The Supreme Court’s recent decision in West Virginia v. EPA has left many clean energy advocates with more questions than answers. Depending on who you ask, West Virginia is either a long-overdue check against Environmental Protection Agency (EPA) overreach or a devastating blow to the Biden administration’s climate agenda. Whatever the merits of the decision, the long-term impact of West Virginia on the biofuels industry will not be fully apparent for some time. Near-term, however, there’s a strong case to be made that the West Virginia decision only elevates the importance of the Renewable Fuel Standard (RFS) as the best tool for EPA to address climate change, given the clear and compelling directive from Congress to expand low-carbon biofuels.
Background on West Virginia v. EPA
West Virginia dealt with EPA’s authority to regulate greenhouse gas (GHG) emissions from power plants. Under the Clean Air Act, EPA is required to establish “performance standards” for certain pollutants from power plants that incorporate the “best system of emissions reduction” or BSER. Under the Obama administration’s Clean Power Plan (CPP), EPA determined that the BSER for power plants included both onsite technologies and “generation shifting" – essentially requiring power plants to cut output, build or invest in alternative power sources, or purchase emissions credits under a “cap-and-trade” scheme.
The Court held that because the CPP would have a transformative effect on the nation’s power sector, it raised a “major question” that EPA could not implement without clear congressional authorization. The Court also determined that EPA could not make decisions of “vast economic and political significance” based on sections of the Clean Air Act that, in the Court’s view, represented a vague “backwater.” In short, the Court held that EPA could force power plants to choose better technologies for cleaning up power plants, but not push them to change fuels or shut down.
Impact of West Virginia on biofuels industry
Fortunately, West Virginia does not directly limit EPA’s authority on biofuels. Unlike some statutes, the RFS provides clear direction from Congress when it comes to combating climate change through renewable fuels. For 17 years, the RFS stood the test of time and reshaped the entire transportation fuel sector. It explicitly directs EPA to “ensure” annual renewable volume obligations (RVOs) are blended into our nation’s transportation fuels. It also empowers EPA to determine which entities are required to satisfy those obligations and establishes clear deadlines to implement these directives.

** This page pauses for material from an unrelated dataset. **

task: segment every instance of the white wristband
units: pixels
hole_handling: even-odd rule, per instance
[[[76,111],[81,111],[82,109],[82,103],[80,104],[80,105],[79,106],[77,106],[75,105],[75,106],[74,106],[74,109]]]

Other impacts of West Virginia
In other areas of climate change regulation, the West Virginia decision may give challengers powerful ammunition against EPA authority. For example, the major questions doctrine announced in West Virginia could fuel cases against EPA’s waiver of federal preemption of California’s Advanced Clean Car program, EPA’s light-duty vehicle GHG emission regulations, and the U.S. Securities and Exchange Commission’s recent GHG disclosure rule.
Moving Forward on Clean Energy

It is much more difficult to argue that the “major questions” doctrine stands in the way of continued progress for biofuels under the RFS. If anything, EPA has more authority starting in 2023. Until now, Congress provided EPA with specific numerical targets for biofuel blending. Starting in 2023, however, EPA is required to move beyond those volumes, establishing RVOs through a "Set" based on six factors that include climate change, rural economic development, and energy security.
As a result, even in the wake of West Virginia v. EPA, the Biden administration has a well-established tool that requires no further action by Congress to decarbonize the nation’s transportation fuels. That’s good news for rural workers and farmers across the U.S. who are ready to end the nation’s reliance on expensive fossil fuels.

Joe Kakesh is General Counsel at Growth Energy, the nation's largest association of ethanol producers and supporters.